A care worker who was dismissed because she refused to have a coronavirus vaccine can argue that her reasons were religious, an employment judge has ruled.
Patrycja Wierowska worked as a carer for HC-One care homes until she was fired on April 28, 2021.
Ms Wierowska, a lifelong Roman Catholic, claimed that one of the reasons for her dismissal was because she refused to have a Covid vaccine on religious grounds.
In a preliminary judgment published on Friday, employment judge Eoin Fowell ruled Ms Wierowska could rely on her religion as a protected characteristic at an employment tribunal.
He wrote: “I am satisfied that her views about the vaccine are intimately connected with her religious faith, and there is a sufficiently close and direct nexus between her refusal to take a Covid vaccine and her underlying beliefs.”
The ruling follows a preliminary hearing on the issue held remotely at Exeter Employment Tribunal in July.
This is an issue which has troubled the worldwide Catholic community, so much so that the definitive statement had to be made by the Vatican on behalf of the Pope in an effort to resolve matters— Eoin Fowell, employment judge
That hearing was told Ms Wierowska believes having the vaccine would go against her faith because it involves the use of “foetal blood”.
The claimant said this is based on the dicta of Roman Catholicism that blood and life are both God given and sacrosanct, so it is contrary to the tenets of her faith to alter the blood by taking a manmade vaccine or to use foetuses in the creation of a Covid vaccine.
It comes after a debate erupted in the global Catholic community over the vaccines that used cell lines that originated with tissues from abortions carried out decades ago.
In December 2020, the Vatican told Roman Catholics it was morally acceptable to use Covid-19 vaccines even if their production employed cell lines drawn from tissues of aborted foetuses.
Giving evidence at the July hearing, Ms Wierowska said she accepted the Vatican’s position but that she also had “free will”.
She also accepted the moral case for preventing the spread of infections in order to protect care home residents, but said she was doing everything else to prevent transmission.
Ms Wierowska went on to accept that she did not wear a facemask when she attended the Freedom March in London on March 20, 2021, however.

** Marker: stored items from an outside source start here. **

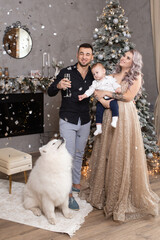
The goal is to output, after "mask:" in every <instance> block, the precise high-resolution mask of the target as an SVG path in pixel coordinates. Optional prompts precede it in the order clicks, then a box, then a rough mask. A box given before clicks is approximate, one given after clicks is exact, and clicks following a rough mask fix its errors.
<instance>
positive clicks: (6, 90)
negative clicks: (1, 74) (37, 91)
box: [0, 76, 54, 94]
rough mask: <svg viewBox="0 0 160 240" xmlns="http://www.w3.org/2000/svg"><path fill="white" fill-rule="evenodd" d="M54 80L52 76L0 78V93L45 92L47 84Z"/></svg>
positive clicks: (47, 87) (22, 92)
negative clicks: (40, 76)
mask: <svg viewBox="0 0 160 240" xmlns="http://www.w3.org/2000/svg"><path fill="white" fill-rule="evenodd" d="M53 81H54V79H53V78H46V77H44V78H31V77H25V76H20V77H13V78H7V79H6V78H1V79H0V94H9V93H16V92H18V93H26V92H28V91H29V92H34V93H35V92H37V91H38V90H40V91H42V92H45V91H46V90H47V88H48V86H49V85H50V84H51V83H52V82H53Z"/></svg>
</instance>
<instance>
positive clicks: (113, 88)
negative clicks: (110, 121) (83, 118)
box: [78, 63, 121, 136]
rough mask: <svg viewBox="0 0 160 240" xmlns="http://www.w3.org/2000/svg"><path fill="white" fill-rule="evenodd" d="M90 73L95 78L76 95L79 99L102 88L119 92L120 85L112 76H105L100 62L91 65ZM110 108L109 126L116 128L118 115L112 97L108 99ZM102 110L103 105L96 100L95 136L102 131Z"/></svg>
mask: <svg viewBox="0 0 160 240" xmlns="http://www.w3.org/2000/svg"><path fill="white" fill-rule="evenodd" d="M92 74H93V76H94V79H95V80H94V81H93V82H92V85H91V86H90V87H89V89H88V90H87V91H86V92H85V93H84V94H82V95H79V96H78V98H79V101H81V100H83V99H84V98H87V97H89V96H91V95H92V94H93V93H94V91H95V90H104V91H105V90H107V91H111V92H116V93H121V87H120V85H119V84H118V83H117V82H116V79H115V78H114V77H112V76H106V70H105V68H104V66H103V65H102V64H101V63H96V64H94V65H93V66H92ZM104 98H105V99H106V100H109V99H111V98H109V97H107V96H105V97H104ZM110 109H111V111H112V122H111V126H112V127H114V128H116V126H117V121H118V116H119V109H118V103H117V100H115V99H113V100H112V101H110ZM104 110H105V107H103V105H102V104H101V103H100V102H97V108H96V131H95V132H94V135H95V136H97V135H98V134H101V133H102V120H103V113H104Z"/></svg>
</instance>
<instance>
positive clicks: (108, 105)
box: [99, 98, 113, 108]
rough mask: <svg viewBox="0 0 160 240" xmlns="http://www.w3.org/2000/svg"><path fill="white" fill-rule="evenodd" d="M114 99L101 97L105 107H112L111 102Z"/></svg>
mask: <svg viewBox="0 0 160 240" xmlns="http://www.w3.org/2000/svg"><path fill="white" fill-rule="evenodd" d="M112 100H113V99H110V100H105V99H104V98H101V99H100V100H99V102H100V103H101V104H102V105H103V107H105V108H110V102H111V101H112Z"/></svg>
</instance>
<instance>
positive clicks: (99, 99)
mask: <svg viewBox="0 0 160 240" xmlns="http://www.w3.org/2000/svg"><path fill="white" fill-rule="evenodd" d="M104 96H106V91H103V90H95V91H94V97H95V98H96V99H97V100H98V101H99V100H100V99H101V98H103V97H104Z"/></svg>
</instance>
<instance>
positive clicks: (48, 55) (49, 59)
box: [48, 53, 50, 67]
mask: <svg viewBox="0 0 160 240" xmlns="http://www.w3.org/2000/svg"><path fill="white" fill-rule="evenodd" d="M48 67H50V55H49V53H48Z"/></svg>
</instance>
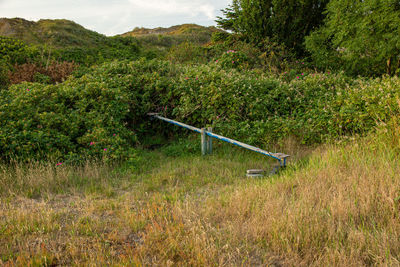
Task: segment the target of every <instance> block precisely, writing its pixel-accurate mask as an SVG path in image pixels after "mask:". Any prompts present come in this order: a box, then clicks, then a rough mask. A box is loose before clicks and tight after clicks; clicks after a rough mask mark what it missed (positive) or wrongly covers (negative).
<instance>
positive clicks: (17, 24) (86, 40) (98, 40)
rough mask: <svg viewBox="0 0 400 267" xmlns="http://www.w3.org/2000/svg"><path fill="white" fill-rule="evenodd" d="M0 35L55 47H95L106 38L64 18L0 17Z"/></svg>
mask: <svg viewBox="0 0 400 267" xmlns="http://www.w3.org/2000/svg"><path fill="white" fill-rule="evenodd" d="M0 35H1V36H7V37H13V38H17V39H19V40H22V41H24V42H26V43H28V44H36V45H45V44H46V45H51V46H54V47H57V48H62V47H66V46H79V47H83V46H85V47H97V46H99V45H101V44H103V43H105V42H106V40H107V37H106V36H104V35H102V34H99V33H97V32H94V31H91V30H88V29H85V28H84V27H82V26H81V25H79V24H77V23H75V22H73V21H70V20H65V19H57V20H50V19H41V20H39V21H37V22H34V21H28V20H25V19H22V18H14V19H8V18H0Z"/></svg>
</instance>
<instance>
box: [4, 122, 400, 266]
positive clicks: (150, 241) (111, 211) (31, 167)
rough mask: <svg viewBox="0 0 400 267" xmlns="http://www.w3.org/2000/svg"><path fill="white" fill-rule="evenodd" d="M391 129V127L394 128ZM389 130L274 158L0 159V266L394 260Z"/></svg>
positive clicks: (395, 194)
mask: <svg viewBox="0 0 400 267" xmlns="http://www.w3.org/2000/svg"><path fill="white" fill-rule="evenodd" d="M396 129H398V128H396ZM396 135H397V137H398V133H397V132H395V131H394V132H393V131H389V132H385V133H384V134H374V135H371V136H369V137H365V138H359V139H356V140H352V141H348V142H346V143H343V144H329V145H324V146H320V147H317V148H313V149H309V148H307V149H306V148H303V147H301V146H298V145H295V144H294V142H293V140H292V141H290V140H289V141H287V142H286V143H284V145H283V147H282V149H283V150H282V151H284V152H287V153H288V154H291V155H293V157H292V158H291V161H290V163H289V166H288V167H287V168H286V169H285V170H283V171H281V172H280V173H279V174H278V175H274V176H267V177H263V178H247V177H246V176H245V173H246V170H247V169H253V168H261V169H265V170H267V171H268V170H272V167H273V164H275V162H274V161H272V160H268V159H266V158H265V157H264V156H262V155H257V154H253V153H252V152H248V151H244V150H241V149H239V148H234V147H230V146H225V145H220V144H216V145H215V147H214V154H213V155H210V156H206V157H201V156H199V155H198V153H189V154H188V153H186V154H183V155H182V156H179V155H175V154H174V155H168V154H166V153H164V152H163V151H168V150H163V149H161V150H160V151H143V152H142V153H141V155H140V156H141V158H142V159H141V161H139V163H138V164H137V166H129V165H123V164H122V165H121V164H119V165H115V166H110V165H106V164H103V163H101V162H88V163H87V164H86V165H83V166H68V165H66V164H63V165H61V166H55V165H54V164H47V165H46V164H39V163H37V164H35V163H30V164H27V165H26V164H25V165H21V164H18V163H15V164H11V165H7V166H5V165H3V166H1V169H0V196H1V206H0V263H1V264H4V265H8V266H27V265H31V266H48V265H95V266H97V265H98V266H104V265H112V266H127V265H129V266H152V265H157V266H242V265H244V266H265V265H271V266H321V265H329V266H332V265H333V266H363V265H390V266H395V265H399V264H400V242H399V240H400V216H399V215H400V214H399V211H400V210H399V208H400V207H399V204H400V203H399V200H400V177H399V175H398V174H399V173H400V163H399V161H398V156H399V149H398V143H396V142H398V139H396Z"/></svg>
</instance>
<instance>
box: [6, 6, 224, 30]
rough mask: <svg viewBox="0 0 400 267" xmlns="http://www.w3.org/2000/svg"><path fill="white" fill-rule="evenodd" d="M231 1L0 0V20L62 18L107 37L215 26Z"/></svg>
mask: <svg viewBox="0 0 400 267" xmlns="http://www.w3.org/2000/svg"><path fill="white" fill-rule="evenodd" d="M230 3H231V0H214V1H213V0H191V1H187V0H86V1H81V0H0V17H9V18H12V17H22V18H25V19H29V20H38V19H40V18H50V19H56V18H60V19H61V18H65V19H70V20H73V21H75V22H77V23H79V24H81V25H82V26H84V27H86V28H88V29H91V30H95V31H97V32H100V33H104V34H107V35H115V34H118V33H123V32H126V31H129V30H132V29H133V28H135V27H168V26H171V25H177V24H182V23H197V24H200V25H215V22H214V20H215V17H216V16H217V15H219V14H220V11H219V10H220V9H222V8H225V7H227V6H228V5H229V4H230Z"/></svg>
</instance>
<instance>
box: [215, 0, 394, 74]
mask: <svg viewBox="0 0 400 267" xmlns="http://www.w3.org/2000/svg"><path fill="white" fill-rule="evenodd" d="M223 14H224V15H223V17H220V18H219V19H218V20H217V22H218V24H219V26H220V27H222V28H223V29H226V30H230V31H232V32H233V33H234V35H238V36H240V38H243V39H245V40H246V41H248V42H251V43H253V44H255V45H256V46H260V44H261V46H262V43H263V42H265V40H266V39H267V40H269V41H272V42H276V43H278V44H280V45H284V46H285V48H286V49H288V50H290V51H291V52H293V53H294V54H295V55H296V56H297V57H305V58H308V60H309V62H311V63H312V64H313V66H314V67H316V68H319V69H321V70H327V69H328V70H343V71H346V72H347V73H348V74H351V75H365V76H377V75H382V74H389V75H394V74H397V73H398V71H399V68H400V57H399V55H400V49H399V48H400V38H399V36H400V35H399V33H400V2H399V1H396V0H384V1H376V0H362V1H361V0H357V1H349V0H330V1H329V0H304V1H293V0H233V2H232V4H231V5H230V7H228V8H226V9H225V10H223Z"/></svg>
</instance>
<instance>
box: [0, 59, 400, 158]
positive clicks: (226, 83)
mask: <svg viewBox="0 0 400 267" xmlns="http://www.w3.org/2000/svg"><path fill="white" fill-rule="evenodd" d="M229 54H230V53H229ZM232 54H234V53H232ZM229 56H231V55H229ZM86 71H87V73H86V74H83V75H81V76H79V77H71V78H69V79H68V80H67V81H65V82H63V83H60V84H56V85H44V84H39V83H23V84H20V85H14V86H11V87H10V88H9V89H7V90H2V91H1V92H0V93H1V95H0V150H1V151H2V157H3V158H8V159H10V158H15V157H18V158H20V159H29V158H36V159H38V158H40V159H41V158H49V157H50V158H55V159H58V160H63V161H64V160H66V161H68V160H69V161H79V160H81V159H84V158H85V159H86V158H104V159H107V160H117V159H128V160H130V161H135V160H136V157H135V148H134V147H135V145H136V144H138V143H142V141H143V140H146V138H147V139H148V137H149V136H155V135H164V136H171V135H173V134H174V133H180V134H182V133H183V134H185V133H188V131H186V130H184V129H180V128H179V127H176V126H173V125H169V124H167V123H165V122H161V121H158V120H153V121H151V120H150V118H149V116H148V115H147V113H148V112H159V113H161V114H162V115H164V116H166V117H169V118H173V119H176V120H178V121H182V122H185V123H187V124H190V125H194V126H196V127H205V126H213V128H214V131H215V132H217V133H219V134H222V135H226V136H228V137H232V138H236V139H239V140H241V141H244V142H247V143H250V144H253V145H261V146H265V145H271V144H276V143H277V142H279V140H282V139H284V138H287V137H288V136H293V137H295V138H296V139H297V140H299V141H300V142H302V143H304V144H315V143H320V142H324V141H327V140H334V139H338V138H342V137H343V136H351V135H354V134H364V133H366V132H368V131H371V130H374V128H375V127H376V125H377V123H378V122H379V123H380V124H382V123H386V122H387V121H390V119H391V118H392V117H393V116H394V114H400V106H399V102H398V101H399V99H400V92H399V91H398V88H400V79H399V78H397V77H392V78H390V77H384V78H381V79H351V78H349V77H347V76H345V75H343V74H329V73H326V74H321V73H304V75H301V74H297V75H300V76H301V78H300V76H299V78H298V79H297V78H294V79H281V78H278V77H271V76H266V75H265V74H262V73H261V74H260V73H259V72H257V71H249V70H241V71H238V70H236V69H235V68H221V66H220V65H218V64H208V65H193V66H189V65H180V64H173V63H171V62H168V61H160V60H146V59H141V60H137V61H132V62H127V61H125V62H117V61H116V62H112V63H105V64H103V65H101V66H99V67H96V68H92V69H90V70H86ZM86 71H85V72H86ZM295 72H296V71H295ZM104 149H106V150H104ZM171 149H172V152H171V151H169V152H168V151H167V153H170V152H171V153H175V152H176V149H173V148H171ZM167 150H168V149H167Z"/></svg>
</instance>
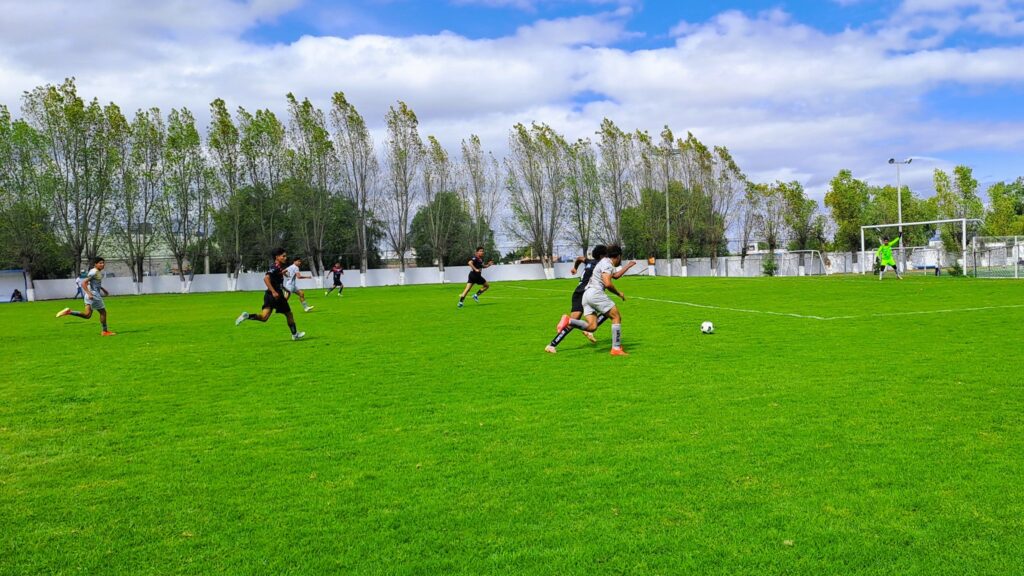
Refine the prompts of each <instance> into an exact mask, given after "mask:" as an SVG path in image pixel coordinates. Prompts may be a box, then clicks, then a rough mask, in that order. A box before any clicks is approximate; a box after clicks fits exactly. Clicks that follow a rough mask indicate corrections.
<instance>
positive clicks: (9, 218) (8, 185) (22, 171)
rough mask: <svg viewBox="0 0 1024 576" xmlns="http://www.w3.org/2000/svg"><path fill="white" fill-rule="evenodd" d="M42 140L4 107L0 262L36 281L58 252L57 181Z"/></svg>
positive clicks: (0, 202) (0, 174)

The hearing was told Ms Wierowska also feared Covid vaccines might interfere with DNA in the nucleus of cells and they are experimental with unknown long-term repercussions.
Stuart Irving, representing HC-One Oval Limited, argued the claimant’s view of vaccines was not a religious belief so much as a philosophical point of view and that she was simply unconvinced by the current scientific evidence.
But Dr Anna Loutfi, of counsel representing Ms Wierowska, argued her views were deeply embedded in her religious perspective and world view.
She added her views do not need to be the mainstream or orthodox view of the Catholic Church and that a religious belief may be protected even where it is not mandated by the religion.
In his ruling, Mr Fowell rejected suggestions that the claimant’s concerns were essentially health-based.
He wrote: “This is an issue which has troubled the worldwide Catholic community, so much so that the definitive statement had to be made by the Vatican on behalf of the Pope in an effort to resolve matters.
“Even that declaration did not go so far as to criticise any Catholic for refusing to take the vaccine on moral grounds, and it is implicit in the statement made that this remained an issue of personal conscience.
“Those moral concerns are closely linked to the longstanding Catholic position on abortion and to the resulting opposition to the use of stem cells or foetal material in medical experiments of any sort.”